Other factors, which make comparison of the reported results difficult, are independent of the examined population, but are related to the expertise of the person performing the examination and the type of ultrasonograph used. Qualitative and not quantitative character of UMRFs makes them more susceptible for variable interpretation by ultrasonographers, especially when they come from different centres and work with different equipment. Another issue is the variable way of defining analysed features, e.g. solid character of a nodule is assumed when the solid part of a nodule is greater than 50% [4] or 90% [40]. In some ultrasonographs additional software is used that facilitates visualisation of some UMRFs, e.g. microcalcifications characteristic of PTCs. It should be stressed that the assessment of microcalcifications is not an easy task. Bright reflections on ultrasound imaging in spongiform nodules may be confused with microcalcifications by less proficient sonographers [11]. Thus, in our study all examinations were performed by experienced ultrasongraphers with the same equipment.
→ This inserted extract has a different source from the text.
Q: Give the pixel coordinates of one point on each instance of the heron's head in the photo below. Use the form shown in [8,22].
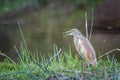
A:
[73,32]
Another important advantage of our study is performing UMRFs evaluation directly prior to biopsy. Therefore, the result of FNA did not influence that evaluation. We also limited our analysis to nodules verified with postoperative histopathological examination. Such a design has both advantages (certainty of the correct diagnosis of benign and malignant lesions) and disadvantages (a bias introduced by the additional selection of nodules). But in our material the difference in the risk of malignancy in FLUS nodules, as determined by histopathological examination and cytological follow-up, is not big (<3%) [25]. Our previous study also showed that there were no differences in the ultrasound image of FLUS nodules in the patients treated surgically and conservatively. Patients treated surgically were younger and had larger nodules [25]. A disadvantage of our study is the relatively low number of cancers in the FL group, but it reflects the frequency of cancers in this cytological category in our population. Undoubtedly, extension of the study for a larger group of patients would be indicated. From the methodological point of view the ideal study design would compare the effectiveness of URMF analysis between iodine sufficient and iodine deficient populations. However such an assessment would meet practical difficulties in securing uniform URMF assessment in two geographically remote study groups.

Conclusions

Summing up, in FL nodules with low risk of malignancy and high percentage of FTCs among malignant neoplasms the evaluation of single UMRFs, as well as their sets, shows lower efficiency than in the group of nodules with unequivocal diagnosis of BL or MN. However, the presence of macrocalcifications in the nodule justifies surgical treatment. The effectiveness of UMRFs evaluation in FL decreases parallel to the decrease in percentage of PTCs among malignant neoplasms and to the increase of the percentage of adenomas among benign nodules. The ultrasound image of follicular neoplasms differs from the image of PTCs. Thus, comparisons of the results obtained in various centres on the discussed issue are not justified without consideration for epidemiological differences between examined populations and for the differences in the way of classification of the aspirates into diagnostic categories corresponding to FL.